The moral of the story: do not believe everything you read. The more gullible we are, the easier we are to control.
(Source: Know Your Meme)
How to Spot Some Common Fake Ghost Photos
Look at this photo
You see the little girl right?
This is one of the most common ghosts. It is in tons of pictures. You want to know why? It is from a app called Ghost Capture.
Here are some more “Ghosts” You can pick:
So don’t fall for fakes!
Vintage ghost photography
The implanted “ghost” faces look very similar to the other fake ghost faces in prior pictures.
As soon as photography was invented, people started faking ghost photographs. Some look more realistic than others. Both of the above are obvious fakes.
One of the Most Famous Ghost Photos a Hoax?
One of Shropshire’s most sensational mysteries – the spooky riddle of “The Wem ghost” – may at last have been solved by eagle-eyed Shropshire Star reader Brian Lear. Brian spotted an eerie similarity between a girl standing in the street in a 1922 photo of Wem and the young girl whose fuzzy image was famously captured amid the flames as Wem Town Hall burned down in 1995. That photograph taken by local amateur photographer Tony O’Rahilly created international headlines and sparked the legend of “The Wem Ghost”. There was speculation that the girl was 14-year-old Jane Churm, who accidentally started the disastrous great fire of Wem in 1677 and was reputed to be haunting the town hall.
So is this proof the picture is a hoax? What about the supposed photo expert who examined the negative? Look at the girl. She is identical to the ghost photo!
Why the Story Started:
On November 19, 1995, Wem Town Hall in Shropshire, England burned to the ground. Many spectators gathered to watch the old building, built in 1905, as it was being consumed by the flames. Tony O’Rahilly, a local resident, was one of those onlookers and took photos of the spectacle with a 200mm telephoto lens from across the street. One of those photos shows what looks like a small, partially transparent girl standing in the doorway. Nether O’Rahilly nor any of the other onlookers or firefighters recalled seeing the girl there.

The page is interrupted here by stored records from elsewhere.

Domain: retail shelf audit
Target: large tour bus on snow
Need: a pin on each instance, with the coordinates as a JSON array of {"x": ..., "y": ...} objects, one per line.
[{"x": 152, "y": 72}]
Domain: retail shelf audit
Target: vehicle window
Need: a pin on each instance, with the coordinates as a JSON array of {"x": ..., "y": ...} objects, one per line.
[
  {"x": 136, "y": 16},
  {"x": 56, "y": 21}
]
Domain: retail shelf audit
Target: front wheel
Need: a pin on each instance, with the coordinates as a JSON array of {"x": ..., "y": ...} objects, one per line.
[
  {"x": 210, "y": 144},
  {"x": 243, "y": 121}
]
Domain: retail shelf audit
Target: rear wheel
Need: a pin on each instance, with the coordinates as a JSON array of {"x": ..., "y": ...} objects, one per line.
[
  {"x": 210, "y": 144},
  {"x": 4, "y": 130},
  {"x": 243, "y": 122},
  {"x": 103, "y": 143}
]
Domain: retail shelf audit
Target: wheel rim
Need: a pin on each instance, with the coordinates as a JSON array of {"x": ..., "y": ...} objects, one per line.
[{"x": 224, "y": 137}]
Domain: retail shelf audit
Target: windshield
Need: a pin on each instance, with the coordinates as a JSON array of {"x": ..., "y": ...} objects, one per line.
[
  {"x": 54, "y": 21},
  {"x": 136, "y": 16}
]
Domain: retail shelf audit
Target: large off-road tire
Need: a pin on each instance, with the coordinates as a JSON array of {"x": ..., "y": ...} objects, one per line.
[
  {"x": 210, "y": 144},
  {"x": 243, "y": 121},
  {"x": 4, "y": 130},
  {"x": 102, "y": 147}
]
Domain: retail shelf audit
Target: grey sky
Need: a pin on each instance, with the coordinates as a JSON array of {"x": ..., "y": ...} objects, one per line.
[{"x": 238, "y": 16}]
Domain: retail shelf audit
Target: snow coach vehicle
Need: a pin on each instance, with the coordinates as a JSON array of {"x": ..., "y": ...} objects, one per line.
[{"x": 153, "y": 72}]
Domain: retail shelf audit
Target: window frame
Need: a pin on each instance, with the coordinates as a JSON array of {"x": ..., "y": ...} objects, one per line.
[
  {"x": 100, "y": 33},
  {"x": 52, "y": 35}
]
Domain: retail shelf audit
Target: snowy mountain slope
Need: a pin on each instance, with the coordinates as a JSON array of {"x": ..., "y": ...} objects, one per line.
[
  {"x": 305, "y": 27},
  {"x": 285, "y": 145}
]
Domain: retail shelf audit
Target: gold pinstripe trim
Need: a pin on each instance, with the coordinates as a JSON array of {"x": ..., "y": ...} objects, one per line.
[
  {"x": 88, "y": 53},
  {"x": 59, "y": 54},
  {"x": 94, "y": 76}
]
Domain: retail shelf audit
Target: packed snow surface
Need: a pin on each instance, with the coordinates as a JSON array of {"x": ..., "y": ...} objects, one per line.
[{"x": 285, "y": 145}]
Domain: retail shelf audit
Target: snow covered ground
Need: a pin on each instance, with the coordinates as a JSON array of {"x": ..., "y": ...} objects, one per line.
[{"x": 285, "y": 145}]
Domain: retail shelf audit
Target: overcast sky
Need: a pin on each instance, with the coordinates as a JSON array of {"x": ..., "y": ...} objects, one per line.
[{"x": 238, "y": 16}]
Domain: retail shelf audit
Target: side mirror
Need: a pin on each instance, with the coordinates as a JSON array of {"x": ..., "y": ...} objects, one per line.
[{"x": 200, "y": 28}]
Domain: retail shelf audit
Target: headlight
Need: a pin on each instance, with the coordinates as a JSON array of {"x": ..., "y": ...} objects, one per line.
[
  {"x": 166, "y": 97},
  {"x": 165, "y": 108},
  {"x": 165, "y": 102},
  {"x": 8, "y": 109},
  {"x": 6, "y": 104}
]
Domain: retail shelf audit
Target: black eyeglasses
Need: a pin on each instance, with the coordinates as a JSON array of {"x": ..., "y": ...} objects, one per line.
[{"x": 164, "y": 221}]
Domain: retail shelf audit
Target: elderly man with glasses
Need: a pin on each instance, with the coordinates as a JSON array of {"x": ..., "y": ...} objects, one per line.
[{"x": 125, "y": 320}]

O’Rahilly submitted the photo to the Association for the Scientific Study of Anomalous Phenomena which, in turn, presented it for analysis to Dr. Vernon Harrison, a photographic expert and former president of the Royal Photographic Society. Harrison carefully examined both the print and the original negative, and concluded that it was genuine. “The negative is a straightforward piece of black-and-white work and shows no sign of having been tamered with,” Harrison said.